As of today, it has been five years, two months, and 30 days since the Fordham students applied for club recognition, and the case still isn’t fully resolved. If a student is going to sue Fordham for denying a club application and have that resolved within the four years that four out of five Fordham students take to graduate, apparently they’ll have to apply for club recognition in the middle of their junior year in high school.
But we don’t need to look at hypotheticals to see this fact pattern is evading review. As FIRE’s brief observes, borrowing a phrase from editorial cartoonist Bill Mauldin:
To the best of amicus FIRE’s research, this Court has never considered an Article 78 case involving a university’s suppression of a college student’s free speech rights. Article 78 has been the law of this state since 1937; in that time, New York has produced millions of college graduates, and this Court has heard thousands of Article 78 appeals. Statistically speaking, this pattern of conduct is not just evading review, it is a “fugitive from the law of averages.”
Fordham didn’t follow its procedure
The appellate court went beyond mootness to state that, if it had reached the merits, it would have found that Fordham “followed its procedure.” In making that point, the court cites a case where a school had a specific rule and used its discretion to determine the rule was violated.
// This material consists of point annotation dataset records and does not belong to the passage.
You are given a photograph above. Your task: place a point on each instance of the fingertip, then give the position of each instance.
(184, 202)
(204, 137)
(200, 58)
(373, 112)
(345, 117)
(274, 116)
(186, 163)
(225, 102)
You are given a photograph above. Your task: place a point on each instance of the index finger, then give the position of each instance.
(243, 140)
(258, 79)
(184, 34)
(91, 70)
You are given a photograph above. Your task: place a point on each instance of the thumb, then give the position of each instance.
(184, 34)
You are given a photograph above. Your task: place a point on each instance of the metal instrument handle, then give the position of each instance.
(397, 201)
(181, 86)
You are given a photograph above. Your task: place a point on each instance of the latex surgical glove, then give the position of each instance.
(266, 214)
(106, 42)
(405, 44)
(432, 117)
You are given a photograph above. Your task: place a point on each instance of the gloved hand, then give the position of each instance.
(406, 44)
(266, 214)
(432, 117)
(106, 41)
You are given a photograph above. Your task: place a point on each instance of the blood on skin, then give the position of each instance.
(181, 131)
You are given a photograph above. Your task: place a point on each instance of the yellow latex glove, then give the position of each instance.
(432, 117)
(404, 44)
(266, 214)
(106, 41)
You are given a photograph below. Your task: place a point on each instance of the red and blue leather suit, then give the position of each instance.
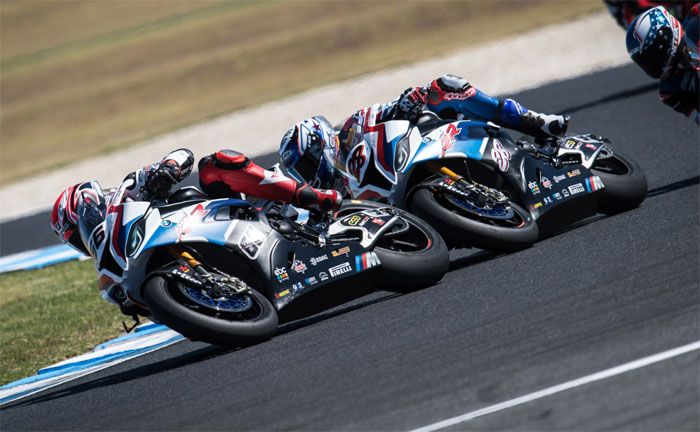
(225, 173)
(452, 97)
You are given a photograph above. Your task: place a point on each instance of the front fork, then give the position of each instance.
(216, 285)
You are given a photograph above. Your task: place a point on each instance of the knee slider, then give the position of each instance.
(230, 160)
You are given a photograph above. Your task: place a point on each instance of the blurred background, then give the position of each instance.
(80, 78)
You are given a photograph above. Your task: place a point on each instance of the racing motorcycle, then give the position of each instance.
(219, 270)
(479, 187)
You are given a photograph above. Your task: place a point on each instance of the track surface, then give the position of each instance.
(610, 291)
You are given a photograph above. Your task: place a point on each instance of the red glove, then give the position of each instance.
(411, 103)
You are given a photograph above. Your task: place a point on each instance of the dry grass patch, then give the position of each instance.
(80, 81)
(49, 315)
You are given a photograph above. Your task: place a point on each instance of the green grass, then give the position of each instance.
(49, 315)
(81, 78)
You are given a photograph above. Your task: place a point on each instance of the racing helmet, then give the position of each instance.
(75, 214)
(307, 152)
(653, 40)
But, and this is critical, Fordham had no rule against forming “polarizing” clubs.
In fact, to the extent Fordham has rules about expression, it purports to protect expression. And having promised to offer that protection, FIRE’s brief notes, Fordham can and should be held to the promises it makes:
This case is not about interfering with Fordham’s right as an educational institution to create and enforce academic standards. Rather, it is about holding Fordham accountable for abandoning its voluntary, binding commitments in a way that frustrates students’ expectations and is antithetical to the role of a university as a venue for open inquiry.
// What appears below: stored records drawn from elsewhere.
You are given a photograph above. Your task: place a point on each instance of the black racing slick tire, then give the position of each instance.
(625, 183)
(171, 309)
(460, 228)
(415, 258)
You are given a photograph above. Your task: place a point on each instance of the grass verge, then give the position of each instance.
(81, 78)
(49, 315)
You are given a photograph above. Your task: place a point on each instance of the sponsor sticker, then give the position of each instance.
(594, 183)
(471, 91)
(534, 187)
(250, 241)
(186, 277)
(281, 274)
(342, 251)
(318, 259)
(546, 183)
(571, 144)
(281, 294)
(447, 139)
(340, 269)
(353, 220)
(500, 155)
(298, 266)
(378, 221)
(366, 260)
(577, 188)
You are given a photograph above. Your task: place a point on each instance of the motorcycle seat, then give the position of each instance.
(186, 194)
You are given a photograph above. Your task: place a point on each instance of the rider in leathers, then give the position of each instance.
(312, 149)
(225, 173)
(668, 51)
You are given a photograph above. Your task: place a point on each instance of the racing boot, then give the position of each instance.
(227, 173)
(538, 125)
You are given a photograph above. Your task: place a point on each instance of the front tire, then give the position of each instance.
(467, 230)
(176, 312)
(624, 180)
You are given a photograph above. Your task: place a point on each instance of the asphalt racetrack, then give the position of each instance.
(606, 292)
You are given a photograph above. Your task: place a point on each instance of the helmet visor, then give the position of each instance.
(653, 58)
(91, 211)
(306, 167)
Fordham’s conduct is a pattern
This case is going on while Fordham remains under investigation by the Department of Education for its handling of the Austin Tong case, in which a student was expelled for posting a picture of himself holding a gun on Instagram.
In a court filing in that case (which was subsequently dismissed), Fordham asserted its “prerogative to limit a student’s free expression rights[.]” Meanwhile, it promises students “a right to freely express their positions and to work for their acceptance whether they assent to or dissent from existing situations in the University or society.” Fordham lost its prerogative to deny student rights when it promised to protect them.
At a basic level, Fordham’s conduct is little more than a bait and switch. If a store advertised a business suit but delivered a bathing suit, consumer protection laws in New York wouldn’t let the store get away with it. The state of New York has to be willing to provide the buyer of a $200,000 education the protection it offers to buyers of $200 suits.
The brief was filed by Jay M. Wolman of Randazza Legal Group, who also filed a brief on FIRE’s behalf at the appellate level. We are grateful for his ongoing assistance in defending the rights of these students.
Disclosure: A long, long time ago, the author attended Fordham College at Lincoln Center and Fordham University School of Law.